Just one thing to try.. Does it make a difference if you add an explicit cast to jboolean?


        view = GlobalRef (android.activity.callObjectMethod (JuceAppActivity.createNewView,
                                                             (jboolean) component.isOpaque(),
                                                             (jlong) this));

..it could be that the code that performs the call is getting the alignment wrong because the sizeof(jboolean) != sizeof (bool)
 


#5

Nice try, but unfortunately it still doesn't help.   

One thought: I'm using the NDK's compiler gcc-4.6.  What compiler are you using?  It shouldn't make any difference, but I've recently seen that gcc (4.8, on Linux anyway) has an egregious bug...


#6

Seeing your other thread about GCC misaligning the stack, that does sound like a likely explanation for this. Clearly the stack area containing the function arguments is mangled so that the JNI receiving the values is using a different memory layout to the way they were pushed. I've no idea how or why that could happen, but assuming that the correct parameters are being passes, it does seem like a compiler-level problem.

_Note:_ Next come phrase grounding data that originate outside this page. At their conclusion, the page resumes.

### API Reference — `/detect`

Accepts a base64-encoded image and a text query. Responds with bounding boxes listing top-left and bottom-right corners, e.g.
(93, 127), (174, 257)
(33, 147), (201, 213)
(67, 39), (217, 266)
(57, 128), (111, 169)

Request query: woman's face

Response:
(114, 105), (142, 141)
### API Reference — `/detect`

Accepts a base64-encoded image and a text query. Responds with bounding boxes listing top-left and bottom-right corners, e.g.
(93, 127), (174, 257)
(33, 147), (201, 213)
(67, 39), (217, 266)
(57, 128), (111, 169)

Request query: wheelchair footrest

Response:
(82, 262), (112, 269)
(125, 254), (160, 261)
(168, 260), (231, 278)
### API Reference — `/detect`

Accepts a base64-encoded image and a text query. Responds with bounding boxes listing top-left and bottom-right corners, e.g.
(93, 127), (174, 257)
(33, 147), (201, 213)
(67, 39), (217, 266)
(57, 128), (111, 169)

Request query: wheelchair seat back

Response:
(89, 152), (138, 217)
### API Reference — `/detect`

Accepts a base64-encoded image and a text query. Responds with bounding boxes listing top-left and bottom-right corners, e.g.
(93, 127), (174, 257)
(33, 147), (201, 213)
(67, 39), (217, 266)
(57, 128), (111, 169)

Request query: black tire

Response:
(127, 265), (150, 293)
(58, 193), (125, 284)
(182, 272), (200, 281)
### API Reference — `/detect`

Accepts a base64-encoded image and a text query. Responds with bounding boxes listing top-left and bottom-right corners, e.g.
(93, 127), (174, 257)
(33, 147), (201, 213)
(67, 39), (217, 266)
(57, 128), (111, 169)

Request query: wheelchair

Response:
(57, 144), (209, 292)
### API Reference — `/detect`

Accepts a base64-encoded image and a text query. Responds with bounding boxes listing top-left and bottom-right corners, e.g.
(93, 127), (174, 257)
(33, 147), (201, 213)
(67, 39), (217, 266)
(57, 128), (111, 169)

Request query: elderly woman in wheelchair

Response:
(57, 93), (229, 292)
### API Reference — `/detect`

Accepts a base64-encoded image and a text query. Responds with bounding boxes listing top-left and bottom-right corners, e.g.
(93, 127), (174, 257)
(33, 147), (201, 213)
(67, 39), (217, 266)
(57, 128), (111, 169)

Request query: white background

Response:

I don't have time (or a handy android device) to try this myself today, but something to try would be to replace that boolean parameter (both in the call, the declaration of the JNI method and in the java code) with something else, e.g. another jlong, or perhaps replace both parameters with two ints or something, just to see if that makes a difference.


#7

Hi again;

Yes, I just upgraded my NDK and switched to use clang-3.5, which has its own set of issues (like no "__thread" variables).

However, I encountered the same issue, so I'll try the int,int and see if that makes a difference.  Well let you know...


#8

It does seem to help with that issue.  There is a most definite problem passing values back and forth, now I get: "deliver message: 7534052083830358016" for example.  

 


#9

Besides that, I had to make the postMessage take jint instead of jlong as well; now things seem to work again


#10

Not sure that'd be a usable fix, because if it was a 64-bit system, jint won't be big enough to hold a pointer..


#11

Perhaps so, but the current code doesn't work properly across 32bit Androids, which are by far the lion's share of devices.

I reiterate my suggestion to use a mapping from object * to int and back again, to get the items across the JNI boundary without having problems.


#12

Understood, but the thing that worries me is why it's failing to pass a basic jlong parameter via JNI without mangling it! I really don't like "fixing" bugs by making a compromise without understanding why it was failing in the first place..